Después de más investigaciones y algunas experiencias personales, cuando se trata del argumento de si nuestro lindo perrito está ayudando o dañando a nuestro hijo, las respuestas son bastante simples una vez que se exploran y se tienen en cuenta individualmente.
Por ejemplo:
- Antes de que nuestra hija fuera diagnosticada, a veces lloraba desconsoladamente porque sus tareas eran difíciles. El perrito la consolaba rápidamente, percibiendo su depresión, ansiedad y frustración.
- Después del diagnóstico, cuando el perro se concentra demasiado en algo demasiado simplista, nuestra hija es quien está allí para reconocer su comportamiento anormal y brindar una mano tranquilizadora y una voz tranquilizadora para ayudar con el dilema del canino.

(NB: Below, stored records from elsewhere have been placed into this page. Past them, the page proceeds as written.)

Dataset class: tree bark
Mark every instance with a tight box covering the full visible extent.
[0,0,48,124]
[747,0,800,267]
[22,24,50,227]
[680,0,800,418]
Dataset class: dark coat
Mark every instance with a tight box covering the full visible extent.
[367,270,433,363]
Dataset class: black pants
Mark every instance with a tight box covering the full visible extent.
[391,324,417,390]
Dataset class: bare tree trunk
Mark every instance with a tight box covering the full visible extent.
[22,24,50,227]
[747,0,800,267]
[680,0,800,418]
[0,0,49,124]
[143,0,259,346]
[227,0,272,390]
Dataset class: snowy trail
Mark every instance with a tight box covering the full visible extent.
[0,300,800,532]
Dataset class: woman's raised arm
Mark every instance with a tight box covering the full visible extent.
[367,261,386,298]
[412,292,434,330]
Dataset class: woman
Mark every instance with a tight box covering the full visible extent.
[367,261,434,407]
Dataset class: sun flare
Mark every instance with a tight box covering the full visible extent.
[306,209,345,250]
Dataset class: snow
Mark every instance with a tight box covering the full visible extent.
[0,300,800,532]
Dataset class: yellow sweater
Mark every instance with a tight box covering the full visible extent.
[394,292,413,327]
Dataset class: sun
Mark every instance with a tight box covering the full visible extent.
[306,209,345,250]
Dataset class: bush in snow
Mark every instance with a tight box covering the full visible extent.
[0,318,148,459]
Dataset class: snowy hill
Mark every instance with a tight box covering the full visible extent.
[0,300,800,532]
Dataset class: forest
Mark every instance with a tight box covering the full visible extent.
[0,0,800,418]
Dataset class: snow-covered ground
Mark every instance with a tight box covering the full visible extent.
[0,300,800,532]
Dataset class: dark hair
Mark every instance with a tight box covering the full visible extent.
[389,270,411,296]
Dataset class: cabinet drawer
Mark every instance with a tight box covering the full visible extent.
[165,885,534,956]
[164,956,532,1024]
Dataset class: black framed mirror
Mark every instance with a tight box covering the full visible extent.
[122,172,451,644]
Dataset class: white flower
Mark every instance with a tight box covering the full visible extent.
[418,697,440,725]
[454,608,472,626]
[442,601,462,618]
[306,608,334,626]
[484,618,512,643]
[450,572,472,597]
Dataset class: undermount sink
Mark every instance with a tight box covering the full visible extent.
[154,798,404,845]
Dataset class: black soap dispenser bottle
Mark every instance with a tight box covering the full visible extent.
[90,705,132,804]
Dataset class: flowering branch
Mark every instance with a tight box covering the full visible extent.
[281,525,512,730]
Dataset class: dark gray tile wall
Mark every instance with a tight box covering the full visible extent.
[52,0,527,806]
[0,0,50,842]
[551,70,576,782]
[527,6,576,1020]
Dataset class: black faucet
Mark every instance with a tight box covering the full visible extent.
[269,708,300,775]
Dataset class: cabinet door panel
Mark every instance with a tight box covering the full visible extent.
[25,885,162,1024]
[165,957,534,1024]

Estos son solo dos ejemplos de por qué creo que nuestro perro realmente está ayudando, y no obstaculizando, el progreso de nuestra hija (y de nuestro perro). La primera vez que el perro consoló a nuestra hija (cuando yo estaba en el trabajo), el niño me llamó muy preocupado y me dijo: "¿Por qué tiembla la perra? No entiendo qué pasa. ¿Está bien?".
Me di cuenta de que mi hija estaba molesta por algo y le pregunté si estaba bien. Me respondió que había estado llorando por un problema de adolescencia con un novio del colegio. Casi me río al oír este tipo de noticias de adolescentes y le aseguré a mi hija: «Los animales están muy en sintonía con nuestras emociones y ella sabe que estás molesta, y como te quiere, también lo está. Solo intenta ayudarte».
El servicio y la donación van en ambas direcciones
Aunque las mascotas no estén entrenadas para ser animales de servicio y apoyo social , comprenden la naturaleza humana básica y siempre están ahí para echar una mano cuando surge algún problema. Pueden percibir cuándo estamos molestos, estresados, felices, tristes y un sinfín de otras emociones.
Así que, la respuesta a nuestra pregunta inicial, si nuestra querida mascota está ayudando o dificultando el trastorno bipolar de nuestro hijo, para nosotros es un rotundo SÍ para ambos. ¿Y usted? ¿Tiene una mascota que desempeña un papel importante en su condición y desarrollo emocional, médico y mental, o en el de un ser querido?